Tiempo después supe de ellos, se habían asentado junto a una comunidad que vivía a orillas del Níger. Según cuentan, encontraron a una nativa de anchas caderas, inquietantes valles y profunda mirada. Lo que ya no os puedo decir es con cuál de los dos se quedó, si es que eligió. Como bien dice José Manuel Casañ en El Viajero, “Hay secretos que son secretos y no los voy a contar”.

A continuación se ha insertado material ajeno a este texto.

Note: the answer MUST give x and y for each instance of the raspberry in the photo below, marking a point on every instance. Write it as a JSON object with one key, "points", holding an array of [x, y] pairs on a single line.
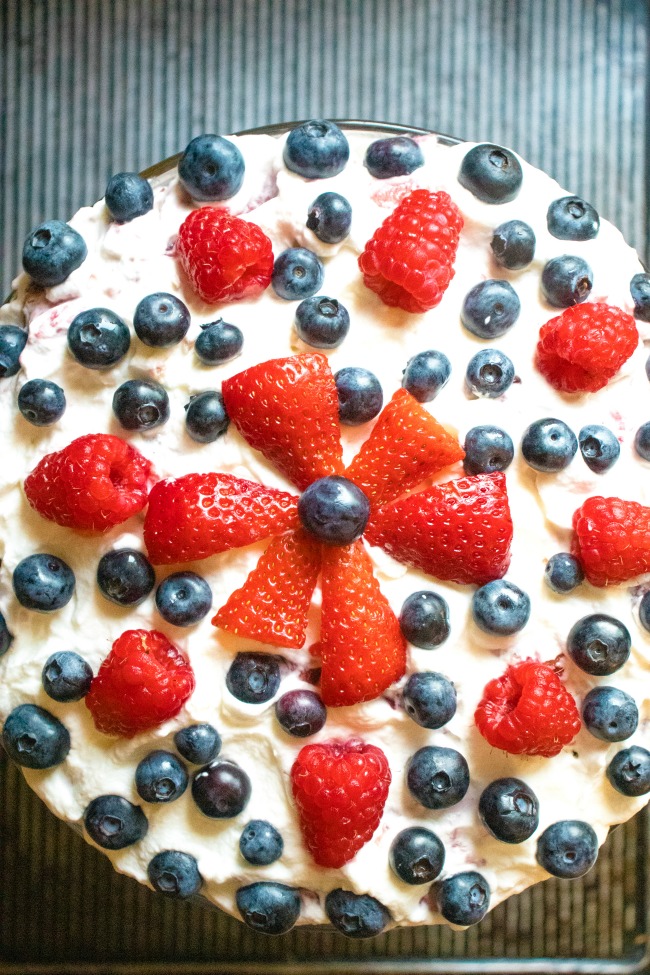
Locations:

Yo, en cambio, me quedé aquí, y hace tiempo que dejé de buscar a mi Caperucita. Amigo lobo me contó que un buen día se pintó los labios de rojo carmesí, se subió las enaguas, se tatuó una esperanza en una nalga y decidió cruzar el río para correr aventuras dios sabe donde. La hubiese seguido al enterarme de ello, pero siempre tuve claro que las quimeras, quimeras son. Así que decidí seguir mi camino tarareando aquella vieja canción basada en Chopin de Pink Martini, y sentir como la brisa fresca me acaricia el rostro al caminar. Porque… lo demás, está de más.